Wednesday, April 23, 2008

In the Cellar With Union Square Cafe

For my April "In the Cellar" column in the New York Sun, I interviewed Steve Mancini, the wine director at Union Square Cafe. Mancini once again served to impress upon me the extreme youth of New York's major sommeliers these days. The Modern, Per Se, Eleven Madison Park, etc.—they're all run by babies! But what enthusiastic, knowledgable babies! Mancini is the kind of excitable wine guy that gets you excited about wines. I was particularly pleased to discover he toys around with homemade limoncello and amaro—just like moi.

The Mad Scientist of 16th Street

By ROBERT SIMONSON

In the wine cellar of restaurateur Danny Meyer’s perennially popular Union Square Café, there are a few large mason jars of neon-yellow liquid. The contents are not radioactive: The jars contain housemade limoncello, created from a family recipe provided by the restaurant’s youthful, experiment-loving wine director, Stephen Mancini.

The lemon-based Italian liqueur, mixed with grappa and citrus juices, is used to make the Forza Totti — one offering from the new cocktail program Mr. Mancini has been developing since last fall. The 27-year-old puts much stock in family recipes. He and his father cure their own prosciutto every year, and his first exposure to wine was the garage brew whipped up by his grandfather. Mr. Mancini’s uncle has now assumed the family winemaking duties, aging the alcohol in glass, which lends it a bit of carbonation. “It’s not as much about making an amazing product as it is about tradition,” Mr. Mancini said.

Noting that his staff could similarly benefit from firsthand exposure to winemaking, he said he’s discussed with Union Square’s general manager the possibility of making wine at the restaurant — not for patron consumption, but for educational purposes. The idea came to him last fall when he voluntarily assisted Californians Bob Foley and Abe Schoener with their harvests. “Who knows? We could make the worst wine ever,” he said. “But being able to share that experience I had with Bob Foley — drinking juice that was not fully fermented out of his 10-ton steel fermenters, seeing how that wine has evolved — it was brilliant.”
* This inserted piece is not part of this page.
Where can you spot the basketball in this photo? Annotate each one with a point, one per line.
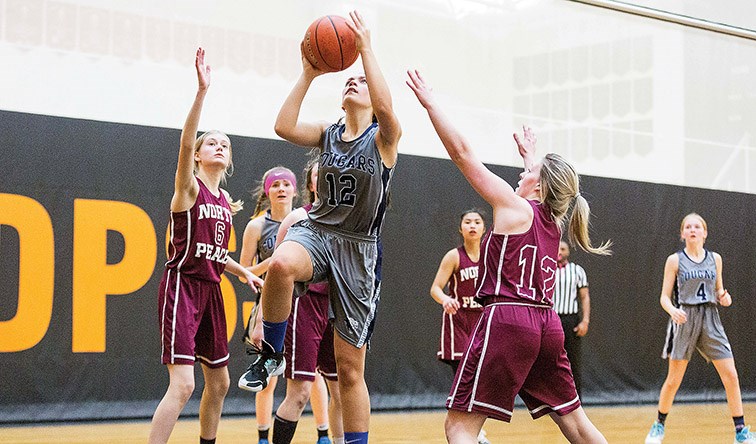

Mr. Mancini hails from Italian immigrant families on both sides: His father was born outside of Rome, and his mother’s family came from Calabria. After graduating from Villanova University, he worked his way up to captain from busboy at Mr. Meyer’s Gramercy Tavern, and learned about wine under the tutelage of former Gramercy Tavern sommeliers Paul Greco and Karen King. Union Square Café is his first gig as a full-out wine director.
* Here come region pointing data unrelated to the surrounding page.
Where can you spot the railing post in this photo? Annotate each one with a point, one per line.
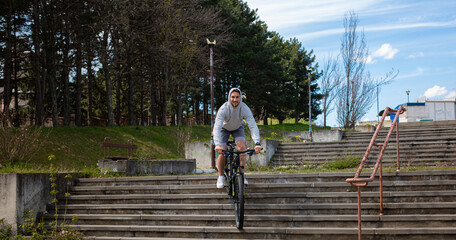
(397, 141)
(381, 187)
(359, 212)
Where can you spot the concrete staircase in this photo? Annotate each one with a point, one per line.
(420, 144)
(418, 205)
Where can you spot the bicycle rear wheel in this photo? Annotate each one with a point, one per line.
(239, 194)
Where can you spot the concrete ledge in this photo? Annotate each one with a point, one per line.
(134, 167)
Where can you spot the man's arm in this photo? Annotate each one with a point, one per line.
(254, 131)
(219, 118)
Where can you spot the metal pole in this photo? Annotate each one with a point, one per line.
(310, 108)
(377, 108)
(211, 64)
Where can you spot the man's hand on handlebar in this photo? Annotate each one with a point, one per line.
(258, 148)
(219, 149)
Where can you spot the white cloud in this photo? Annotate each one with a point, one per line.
(386, 51)
(415, 55)
(418, 72)
(370, 60)
(451, 95)
(435, 91)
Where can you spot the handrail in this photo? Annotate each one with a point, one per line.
(358, 182)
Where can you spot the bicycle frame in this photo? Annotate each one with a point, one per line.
(235, 180)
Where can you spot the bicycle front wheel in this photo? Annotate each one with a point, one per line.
(239, 197)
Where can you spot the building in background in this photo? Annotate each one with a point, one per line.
(429, 110)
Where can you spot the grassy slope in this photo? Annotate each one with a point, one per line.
(79, 148)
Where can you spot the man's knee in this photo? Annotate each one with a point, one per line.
(240, 145)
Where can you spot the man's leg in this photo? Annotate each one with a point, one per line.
(221, 164)
(241, 147)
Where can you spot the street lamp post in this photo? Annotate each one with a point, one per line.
(309, 69)
(211, 64)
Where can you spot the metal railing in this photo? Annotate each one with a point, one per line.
(362, 182)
He tends to look at Union Square’s wine list as something like a many-layered archeological dig. “I’d say that I’ve definitely been able to put my fingerprint on the list,” he said. “That being said, this list is different than a lot of lists in New York City. It still has purchases that Danny Meyer put on the list originally. Every wine director since Danny has made a contribution.”

One of Mr. Mancini’s major innovations is a full page of grappas. They hail from a range of Italian regions and include a 1984 Bric Del Gaian from the Piedmont ($50 a glass). “I think sometimes people have a preconceived notion of what grappa is,” he said. “We have such great Armagnacs and Cognacs here. Since our list is very much an Italian list and our restaurant very much has an Italian soul, if we’re going to support the after-dinner-drink lifestyle, it’s only right we have a grappa page.”

Another new aspect is the aforementioned cocktail menu. Each cocktail contains an Italian ingredient made in a different area of the country, and Mr. Mancini has arranged the menu in the manner of a wine list, ordering the drinks region by region, running from the top of the Italian boot (a Venetian Spritz made with prosecco and Aperol) to the bottom (a Sicilian Wallbanger, made with imported Sicilian blood orange juice, vodka, and Galliano liqueur).

“I didn’t want to just make drinks and say, ‘These are our cocktails’ — a drunken cranberry spritzer or whatever,” he said. “So I made it all Italian. We find our inspiration for these drinks from an ingredient from a region.”

Future cocktails may benefit from Mr. Mancini’s mad-scientist proclivities. He’s experimenting with homemade versions of the Italian herbal liqueur known as amaros, as well as a juniper-infused gin. At this rate of invention, the Mancini grandchildren will have considerably more family recipes to choose from.